I currently bank with Bank of America and I’m becoming so disgusted with them that I’m considering transferring all my money to a credit union.

Answer #3

I’m not convinced any bank really is “too big to fail”. Suppose Bank of America went into chapter 11 today. They would sell their portfolio off at some big discount, and the FDIC would be left holding the bag to make sure depositors got their money. Those assets would go to those who have been more prudent, as would the deposits. Since the prudent would now have more money, they would make more loans (prudent loans, not stupid ones).

The end effect would not be economic disaster, but rather a shifting of assets to more prudent hands, which is exactly what needs to happen. When banks go under these days, it’s investors and the government that lose, not depositors.

The government ends up paying either way, but by letting them fail (or possibly proactively forcing them to sell), the necessary restructuring that is needed for future growth will take place.

Bailouts keep the same fools who caused the mess in power, and ensure an endless future of more bailouts.

Answer #4

Toadaly, I agree just throwing money at it alone is not the answer.
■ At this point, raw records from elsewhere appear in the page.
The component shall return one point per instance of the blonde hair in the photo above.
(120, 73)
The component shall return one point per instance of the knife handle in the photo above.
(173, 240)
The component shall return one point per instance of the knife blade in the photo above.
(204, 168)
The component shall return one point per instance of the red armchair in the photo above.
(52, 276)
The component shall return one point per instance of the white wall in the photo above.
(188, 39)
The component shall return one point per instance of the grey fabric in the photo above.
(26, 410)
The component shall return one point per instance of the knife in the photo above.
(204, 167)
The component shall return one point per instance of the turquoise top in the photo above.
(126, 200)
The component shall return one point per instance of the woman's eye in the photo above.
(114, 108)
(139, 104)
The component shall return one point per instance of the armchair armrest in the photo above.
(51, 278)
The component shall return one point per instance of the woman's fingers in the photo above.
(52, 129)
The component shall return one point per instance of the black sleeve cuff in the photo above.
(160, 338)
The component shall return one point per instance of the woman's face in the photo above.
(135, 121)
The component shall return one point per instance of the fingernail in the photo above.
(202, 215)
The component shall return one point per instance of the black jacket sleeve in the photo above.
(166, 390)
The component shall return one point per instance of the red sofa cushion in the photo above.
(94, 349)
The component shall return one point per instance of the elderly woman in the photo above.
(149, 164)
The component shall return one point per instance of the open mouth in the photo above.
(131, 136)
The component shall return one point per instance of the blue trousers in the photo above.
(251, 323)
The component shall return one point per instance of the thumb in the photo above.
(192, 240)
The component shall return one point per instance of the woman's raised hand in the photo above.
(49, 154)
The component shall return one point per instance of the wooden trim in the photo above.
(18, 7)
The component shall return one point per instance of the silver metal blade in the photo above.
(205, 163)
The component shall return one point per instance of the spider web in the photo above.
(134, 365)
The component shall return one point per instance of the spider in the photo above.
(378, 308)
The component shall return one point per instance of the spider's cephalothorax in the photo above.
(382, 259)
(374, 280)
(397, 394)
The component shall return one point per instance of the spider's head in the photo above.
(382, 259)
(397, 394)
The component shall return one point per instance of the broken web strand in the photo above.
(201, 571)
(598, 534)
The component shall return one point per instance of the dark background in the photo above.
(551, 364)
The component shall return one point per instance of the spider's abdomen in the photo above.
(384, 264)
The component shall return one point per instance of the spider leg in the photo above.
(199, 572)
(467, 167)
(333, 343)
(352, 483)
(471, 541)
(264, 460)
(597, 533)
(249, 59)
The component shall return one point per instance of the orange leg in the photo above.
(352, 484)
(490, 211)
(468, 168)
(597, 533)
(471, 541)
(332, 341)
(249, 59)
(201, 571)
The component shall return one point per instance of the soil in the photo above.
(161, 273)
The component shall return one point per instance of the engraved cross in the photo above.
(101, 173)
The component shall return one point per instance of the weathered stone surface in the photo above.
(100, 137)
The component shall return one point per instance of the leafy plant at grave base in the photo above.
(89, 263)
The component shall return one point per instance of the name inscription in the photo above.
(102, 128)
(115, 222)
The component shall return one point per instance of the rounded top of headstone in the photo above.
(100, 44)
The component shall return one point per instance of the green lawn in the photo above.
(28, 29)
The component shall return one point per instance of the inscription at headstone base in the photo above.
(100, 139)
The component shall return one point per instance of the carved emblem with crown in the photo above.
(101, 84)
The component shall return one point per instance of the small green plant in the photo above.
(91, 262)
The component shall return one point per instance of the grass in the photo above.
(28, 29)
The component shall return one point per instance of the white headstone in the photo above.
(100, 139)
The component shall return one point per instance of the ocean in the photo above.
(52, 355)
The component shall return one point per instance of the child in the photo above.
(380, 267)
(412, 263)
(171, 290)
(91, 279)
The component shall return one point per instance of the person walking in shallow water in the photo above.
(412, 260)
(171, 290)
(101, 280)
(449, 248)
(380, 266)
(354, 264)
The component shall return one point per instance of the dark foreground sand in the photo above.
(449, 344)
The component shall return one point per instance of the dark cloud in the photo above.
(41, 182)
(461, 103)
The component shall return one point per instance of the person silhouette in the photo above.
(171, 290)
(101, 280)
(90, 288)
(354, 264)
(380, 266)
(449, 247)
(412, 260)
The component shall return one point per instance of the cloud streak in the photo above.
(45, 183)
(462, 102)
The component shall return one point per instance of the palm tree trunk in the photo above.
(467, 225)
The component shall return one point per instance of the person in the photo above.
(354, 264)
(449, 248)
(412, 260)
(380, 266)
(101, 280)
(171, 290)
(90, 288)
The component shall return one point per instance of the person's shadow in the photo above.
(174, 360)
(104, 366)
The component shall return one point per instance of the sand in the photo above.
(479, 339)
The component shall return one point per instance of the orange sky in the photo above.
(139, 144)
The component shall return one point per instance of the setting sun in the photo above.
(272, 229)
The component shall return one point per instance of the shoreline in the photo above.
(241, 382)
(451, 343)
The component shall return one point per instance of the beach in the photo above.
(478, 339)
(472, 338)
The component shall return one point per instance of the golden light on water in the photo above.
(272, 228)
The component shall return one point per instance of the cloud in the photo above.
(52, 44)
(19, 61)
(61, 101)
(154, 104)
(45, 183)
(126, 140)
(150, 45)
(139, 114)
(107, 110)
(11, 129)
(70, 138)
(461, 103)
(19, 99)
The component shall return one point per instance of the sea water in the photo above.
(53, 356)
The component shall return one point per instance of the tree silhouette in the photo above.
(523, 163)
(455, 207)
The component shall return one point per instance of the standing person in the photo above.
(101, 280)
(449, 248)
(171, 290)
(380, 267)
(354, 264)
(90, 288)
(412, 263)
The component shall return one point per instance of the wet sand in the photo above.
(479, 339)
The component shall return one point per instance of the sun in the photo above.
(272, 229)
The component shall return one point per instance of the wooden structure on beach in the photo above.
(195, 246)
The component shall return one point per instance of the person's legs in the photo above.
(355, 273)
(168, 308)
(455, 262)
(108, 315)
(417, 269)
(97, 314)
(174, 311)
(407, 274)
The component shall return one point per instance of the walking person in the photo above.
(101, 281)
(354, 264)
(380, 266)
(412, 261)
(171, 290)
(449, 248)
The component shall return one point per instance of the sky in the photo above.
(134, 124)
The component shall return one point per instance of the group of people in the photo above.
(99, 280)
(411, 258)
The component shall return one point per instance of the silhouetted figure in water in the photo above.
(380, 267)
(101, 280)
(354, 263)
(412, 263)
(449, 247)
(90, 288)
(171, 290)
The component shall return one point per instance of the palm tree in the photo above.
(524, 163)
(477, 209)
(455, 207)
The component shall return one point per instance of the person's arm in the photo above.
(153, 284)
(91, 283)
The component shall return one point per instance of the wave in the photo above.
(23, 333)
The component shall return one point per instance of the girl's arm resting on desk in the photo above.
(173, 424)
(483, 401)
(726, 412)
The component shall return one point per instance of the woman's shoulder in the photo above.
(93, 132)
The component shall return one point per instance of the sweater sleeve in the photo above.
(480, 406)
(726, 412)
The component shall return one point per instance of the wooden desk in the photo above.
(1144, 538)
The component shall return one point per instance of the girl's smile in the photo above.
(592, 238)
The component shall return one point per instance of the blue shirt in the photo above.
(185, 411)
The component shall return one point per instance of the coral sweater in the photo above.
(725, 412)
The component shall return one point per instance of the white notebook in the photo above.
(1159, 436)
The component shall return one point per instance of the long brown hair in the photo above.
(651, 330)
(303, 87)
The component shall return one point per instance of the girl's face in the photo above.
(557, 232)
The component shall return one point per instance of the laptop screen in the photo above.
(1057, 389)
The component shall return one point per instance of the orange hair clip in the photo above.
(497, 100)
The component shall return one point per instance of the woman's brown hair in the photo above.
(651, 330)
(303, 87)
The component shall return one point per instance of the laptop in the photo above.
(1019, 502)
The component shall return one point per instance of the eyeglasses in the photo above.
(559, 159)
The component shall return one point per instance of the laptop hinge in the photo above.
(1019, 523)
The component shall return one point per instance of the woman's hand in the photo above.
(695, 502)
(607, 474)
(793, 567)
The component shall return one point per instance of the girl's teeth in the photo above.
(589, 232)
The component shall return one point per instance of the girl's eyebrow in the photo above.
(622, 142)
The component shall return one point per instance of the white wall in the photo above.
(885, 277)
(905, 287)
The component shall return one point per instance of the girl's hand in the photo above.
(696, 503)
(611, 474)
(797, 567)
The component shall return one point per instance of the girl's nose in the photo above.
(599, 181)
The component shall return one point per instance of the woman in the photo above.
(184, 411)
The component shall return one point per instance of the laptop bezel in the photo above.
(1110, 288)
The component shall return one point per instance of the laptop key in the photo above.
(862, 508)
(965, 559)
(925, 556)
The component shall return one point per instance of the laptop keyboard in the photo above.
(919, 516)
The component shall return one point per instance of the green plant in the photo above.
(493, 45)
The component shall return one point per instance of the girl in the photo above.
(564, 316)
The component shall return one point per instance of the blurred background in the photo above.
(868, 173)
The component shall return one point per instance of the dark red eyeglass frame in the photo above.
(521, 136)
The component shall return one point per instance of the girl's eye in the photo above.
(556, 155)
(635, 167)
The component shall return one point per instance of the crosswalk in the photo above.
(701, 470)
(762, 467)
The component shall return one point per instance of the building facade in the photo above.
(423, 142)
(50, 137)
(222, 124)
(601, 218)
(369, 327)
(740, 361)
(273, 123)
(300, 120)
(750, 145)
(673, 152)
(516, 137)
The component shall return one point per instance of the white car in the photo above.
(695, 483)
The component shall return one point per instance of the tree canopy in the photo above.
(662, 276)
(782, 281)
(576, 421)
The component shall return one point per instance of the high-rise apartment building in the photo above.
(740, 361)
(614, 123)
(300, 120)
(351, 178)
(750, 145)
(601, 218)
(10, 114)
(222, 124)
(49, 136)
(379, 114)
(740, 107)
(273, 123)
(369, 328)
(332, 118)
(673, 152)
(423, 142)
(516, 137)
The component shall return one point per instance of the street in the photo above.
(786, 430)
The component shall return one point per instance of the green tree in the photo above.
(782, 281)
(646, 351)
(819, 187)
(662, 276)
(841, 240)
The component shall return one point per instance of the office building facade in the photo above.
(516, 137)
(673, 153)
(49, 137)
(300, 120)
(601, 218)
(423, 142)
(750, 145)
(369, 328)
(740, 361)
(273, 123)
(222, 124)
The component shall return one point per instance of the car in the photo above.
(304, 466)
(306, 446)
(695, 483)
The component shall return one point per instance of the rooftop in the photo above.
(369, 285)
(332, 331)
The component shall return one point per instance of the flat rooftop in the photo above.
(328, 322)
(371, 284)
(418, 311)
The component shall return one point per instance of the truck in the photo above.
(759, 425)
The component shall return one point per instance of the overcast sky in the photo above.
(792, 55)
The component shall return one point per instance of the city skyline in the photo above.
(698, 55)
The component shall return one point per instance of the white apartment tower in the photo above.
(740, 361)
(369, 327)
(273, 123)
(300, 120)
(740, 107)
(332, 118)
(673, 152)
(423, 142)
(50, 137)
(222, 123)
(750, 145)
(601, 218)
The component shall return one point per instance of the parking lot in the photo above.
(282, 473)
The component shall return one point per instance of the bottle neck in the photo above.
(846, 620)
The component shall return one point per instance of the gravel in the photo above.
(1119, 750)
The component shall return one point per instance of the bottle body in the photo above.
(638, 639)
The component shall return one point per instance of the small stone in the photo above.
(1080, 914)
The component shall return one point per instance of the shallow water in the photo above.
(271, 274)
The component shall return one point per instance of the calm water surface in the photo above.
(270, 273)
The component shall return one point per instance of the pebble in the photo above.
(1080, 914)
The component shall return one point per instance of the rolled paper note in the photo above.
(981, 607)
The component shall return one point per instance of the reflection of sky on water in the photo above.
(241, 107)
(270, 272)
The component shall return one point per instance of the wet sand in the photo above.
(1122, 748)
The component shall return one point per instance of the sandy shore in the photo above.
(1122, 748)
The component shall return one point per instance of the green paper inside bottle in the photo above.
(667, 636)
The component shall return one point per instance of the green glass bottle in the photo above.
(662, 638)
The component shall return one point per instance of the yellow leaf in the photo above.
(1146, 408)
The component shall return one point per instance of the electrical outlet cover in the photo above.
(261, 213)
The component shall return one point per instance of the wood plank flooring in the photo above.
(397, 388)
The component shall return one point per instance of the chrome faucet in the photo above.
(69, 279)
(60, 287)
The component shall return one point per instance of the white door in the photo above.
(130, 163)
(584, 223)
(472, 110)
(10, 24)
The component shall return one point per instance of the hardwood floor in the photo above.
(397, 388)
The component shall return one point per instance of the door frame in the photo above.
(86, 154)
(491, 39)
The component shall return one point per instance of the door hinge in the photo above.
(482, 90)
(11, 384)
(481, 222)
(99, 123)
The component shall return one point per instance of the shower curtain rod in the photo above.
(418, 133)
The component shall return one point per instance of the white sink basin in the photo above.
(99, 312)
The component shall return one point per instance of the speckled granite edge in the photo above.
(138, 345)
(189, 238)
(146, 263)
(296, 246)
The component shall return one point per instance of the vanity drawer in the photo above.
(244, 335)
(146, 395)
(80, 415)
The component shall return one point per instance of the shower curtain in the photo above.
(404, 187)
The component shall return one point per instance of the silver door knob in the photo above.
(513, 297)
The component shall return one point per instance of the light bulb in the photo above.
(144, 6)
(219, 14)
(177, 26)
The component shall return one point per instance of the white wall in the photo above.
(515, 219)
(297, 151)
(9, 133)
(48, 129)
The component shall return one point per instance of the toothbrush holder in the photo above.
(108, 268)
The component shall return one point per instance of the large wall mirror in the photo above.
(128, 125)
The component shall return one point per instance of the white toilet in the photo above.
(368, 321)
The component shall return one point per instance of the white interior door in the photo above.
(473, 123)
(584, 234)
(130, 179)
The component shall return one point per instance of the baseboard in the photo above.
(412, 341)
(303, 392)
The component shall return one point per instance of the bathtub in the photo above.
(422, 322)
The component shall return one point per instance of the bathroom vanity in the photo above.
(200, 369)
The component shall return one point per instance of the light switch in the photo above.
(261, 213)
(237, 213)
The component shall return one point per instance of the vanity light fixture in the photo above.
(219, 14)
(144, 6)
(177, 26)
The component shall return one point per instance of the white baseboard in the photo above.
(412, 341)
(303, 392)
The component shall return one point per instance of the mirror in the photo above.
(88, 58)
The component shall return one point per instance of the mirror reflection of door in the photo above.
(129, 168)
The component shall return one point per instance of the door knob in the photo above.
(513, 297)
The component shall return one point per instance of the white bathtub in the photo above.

Doing that without changing the culture is useless and a waste. They should be targeting the money to where it will be used to help the economy, not the bottom line of the corporate elite. But as you say, we will pay in the end no matter what. I think it will be much less painful to pay now, than by waiting until they fail on there own. The job loss would be huge and the credit market, which is already crushing small businesses, will get even worse.